Devlet ilkesinin kendisini sorgulayan ve içine battığı “reel politik” tartışmaların körelticiliğinden sıyrılan bir radikal sol bakış (günceli takip etmeyi sürdürse de) güncel makro siyaset analizlerinin labirentlerinde çaresizce dolaşmak yerine kendisini ütopyacı bir tasavvura verme eğilimi gösterecektir/göstermektedir. Ütopyacılık burada yaygın pejoratif anlamıyla ayağını yere basmayan hayalcilik olarak değil, imgelemindeki toplumu gerçekleştirme mücadelesini şimdi ve burada veren bir dönüştürücü pratiğe girişmek olarak anlaşılmalı. Ancak eskinin ütopyacılığı ile şimdiki arasında bir ayrım çizmeye ihtiyaç var: bu ayrım siyasetin icra edileceği mekân sorunu ya da siyasetin ölçeği ve hedefi sorunudur aynı zamanda. Eğer siyasal mücadeleler hep eski solda olduğu gibi makro siyasal mücadeleler olarak kavranırsa siyasetin ölçeği (örgütlenmeleriniz ne kadar yerel olursa olsun) söyleminden ötürü ulus-devlet olacaktır. Bu durumda siyasal örgütlenmenizin coğrafyası da ulus-devletin coğrafyası ya da ülke, hitap ettiğiniz toplum ise ülkenin tüm nüfusu ya da halk ya da millet ya da o milletin bir alt grubu olan sınıf (ama milli-sınıf: Türkiye İşçi Sınıfı gibi) olmak zorunda kalır.

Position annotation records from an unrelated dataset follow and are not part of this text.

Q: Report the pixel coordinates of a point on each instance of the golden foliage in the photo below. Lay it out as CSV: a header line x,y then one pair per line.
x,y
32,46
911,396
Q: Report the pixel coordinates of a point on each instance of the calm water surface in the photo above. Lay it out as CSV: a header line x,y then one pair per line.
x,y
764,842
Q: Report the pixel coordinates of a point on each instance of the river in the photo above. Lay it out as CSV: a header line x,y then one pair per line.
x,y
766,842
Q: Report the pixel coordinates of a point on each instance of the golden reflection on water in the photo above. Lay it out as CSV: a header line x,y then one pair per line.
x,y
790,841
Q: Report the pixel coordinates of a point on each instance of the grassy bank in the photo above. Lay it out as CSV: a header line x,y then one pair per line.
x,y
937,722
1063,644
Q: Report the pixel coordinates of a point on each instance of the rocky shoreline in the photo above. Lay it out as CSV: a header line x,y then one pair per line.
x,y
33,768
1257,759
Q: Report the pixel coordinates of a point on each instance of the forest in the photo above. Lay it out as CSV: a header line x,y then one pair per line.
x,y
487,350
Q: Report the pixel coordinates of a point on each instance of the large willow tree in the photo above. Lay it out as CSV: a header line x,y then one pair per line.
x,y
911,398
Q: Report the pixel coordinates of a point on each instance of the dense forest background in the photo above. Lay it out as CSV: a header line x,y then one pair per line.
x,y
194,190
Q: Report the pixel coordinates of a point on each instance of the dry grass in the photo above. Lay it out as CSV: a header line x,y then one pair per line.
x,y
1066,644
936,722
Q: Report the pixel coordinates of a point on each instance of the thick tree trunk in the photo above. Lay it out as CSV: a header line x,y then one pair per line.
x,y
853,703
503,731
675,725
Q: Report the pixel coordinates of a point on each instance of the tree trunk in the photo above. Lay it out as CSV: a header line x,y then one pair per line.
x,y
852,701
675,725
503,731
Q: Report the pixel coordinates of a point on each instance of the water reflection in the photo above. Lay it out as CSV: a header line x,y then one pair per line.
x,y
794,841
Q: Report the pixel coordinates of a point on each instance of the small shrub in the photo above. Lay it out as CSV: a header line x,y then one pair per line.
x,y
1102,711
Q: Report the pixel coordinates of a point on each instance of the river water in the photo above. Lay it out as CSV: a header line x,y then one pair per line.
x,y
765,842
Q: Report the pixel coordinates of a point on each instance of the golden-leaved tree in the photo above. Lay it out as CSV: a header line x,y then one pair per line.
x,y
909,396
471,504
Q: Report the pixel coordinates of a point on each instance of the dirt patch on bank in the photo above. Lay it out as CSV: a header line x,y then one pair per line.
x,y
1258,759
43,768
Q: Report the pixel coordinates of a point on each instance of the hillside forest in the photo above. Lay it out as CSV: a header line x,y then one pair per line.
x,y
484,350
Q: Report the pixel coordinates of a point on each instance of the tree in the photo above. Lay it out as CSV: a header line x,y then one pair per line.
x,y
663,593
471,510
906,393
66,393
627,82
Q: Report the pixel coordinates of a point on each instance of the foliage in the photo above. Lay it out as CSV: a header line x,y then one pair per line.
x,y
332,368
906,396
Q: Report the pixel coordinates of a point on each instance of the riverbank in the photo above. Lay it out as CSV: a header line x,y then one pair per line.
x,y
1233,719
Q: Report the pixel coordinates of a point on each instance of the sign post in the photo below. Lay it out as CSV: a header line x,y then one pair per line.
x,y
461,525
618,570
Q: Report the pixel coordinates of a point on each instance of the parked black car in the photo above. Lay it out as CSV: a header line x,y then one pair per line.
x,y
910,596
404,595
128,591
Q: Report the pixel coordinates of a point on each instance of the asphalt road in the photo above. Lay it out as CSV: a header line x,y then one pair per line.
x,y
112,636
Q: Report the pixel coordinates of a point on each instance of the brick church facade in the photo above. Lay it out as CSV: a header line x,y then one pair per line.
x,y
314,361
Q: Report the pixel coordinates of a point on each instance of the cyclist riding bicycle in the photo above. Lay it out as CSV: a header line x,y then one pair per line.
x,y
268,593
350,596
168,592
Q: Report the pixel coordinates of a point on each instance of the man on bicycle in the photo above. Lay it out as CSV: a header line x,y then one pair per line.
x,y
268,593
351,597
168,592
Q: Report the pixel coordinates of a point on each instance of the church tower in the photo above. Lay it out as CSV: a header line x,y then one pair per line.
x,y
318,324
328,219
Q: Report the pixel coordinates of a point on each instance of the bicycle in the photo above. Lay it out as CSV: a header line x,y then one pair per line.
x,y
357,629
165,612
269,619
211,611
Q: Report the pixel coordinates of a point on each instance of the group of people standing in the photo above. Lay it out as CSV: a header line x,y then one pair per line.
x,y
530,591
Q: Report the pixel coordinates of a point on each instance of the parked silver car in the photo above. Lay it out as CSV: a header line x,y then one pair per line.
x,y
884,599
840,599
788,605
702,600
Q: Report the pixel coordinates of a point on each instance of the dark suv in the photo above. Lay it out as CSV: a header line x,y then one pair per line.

Buna karşın devletçi ilişkiler ağının, mevcut iktidar bloğunun, bu devletçi şebekenin parçası, tarafı, payandası olmayacak bir radikal özgürlükçü siyaset ise kendi siyasal mekân tasavvurunu, siyasetin icra edileceği coğrafya tanımını iki yönde dönüştürmek durumunda: ulus ötesi ve ulus altı. Devrimci bir toplumsal dönüşüm / tarihsel dönüşüm fikrine bağlı kalan devrimci siyasetler, “toplumun tümünü” dönüştürmeye aday merkezi örgütlenmeler üzerinden hareket ederler. Böyle bir bakış açısının toplumun dönüşümünün ancak devlet eliyle gerçekleşecek bir tarihsel proje olarak idrak edilmesi söz konusudur –dolayısıyla toplumsal mücadelenin eylem coğrafyası ‘ülke’dir. Bu aslında soyut bir kavram halini alır çünkü sürdürülen örgütlenme mücadelesi ülkeye özgülenince fiilen ülkenin vatandaşlarına ve hatta ulus-devletin tanım aralığına sıkışmış bir nüfusa –millete– göre koyutlanmış bir siyaset kalır bundan geriye. Buradan devrimci milliyetçiliği onaylamaya ya da milliyetçiliğin “ilerici ve gerici alternatifleri” barındırdığı düşüncesine geçiş için sadece güncel makro-siyasete ayak uydurmak yeterlidir. Ve bu ayak, makro siyasetin yürüyüş ritmine öyle bir uyar ki günü gelir saf milliyetçilerle el ele sosyalistler türlü ırkçılık biçimlerinin dahi işbirlikçisi olurlar. Özellikle de sol anti-semitizm, Avrupa’daki işçi hareketleri içindeki milliyetçilikler[1], Sovyetler Birliği’nin Rus olmayan nüfusuna yönelik uygulamaları, ulus-devlet sınırları dahilindeki bir devrimci mücadelenin anti-emperyalizm[2]  söylemi üzerinden yabancı düşmanlığına omuz verecek kadar dışarıdan gelene karşı milliyetçileşmesi, Türkiye’de son dönemin nasyonal-sosyalist söylemleriyle kendilerini en gerçek sosyalist sol diye yutturmaya çalışan ırkçılar[3] ve onların Sol-Kemalist diğer koalisyon ortaklarına ve son olarak da Latin Amerika’daki Bolivarcı sosyalizmlerin “millici” uygulamalarına bakıldığında sorunun hep ulus-devleti toplumsal dönüşümün aleti olarak gören makro-politik devrimci projeler olduğunu görürüz.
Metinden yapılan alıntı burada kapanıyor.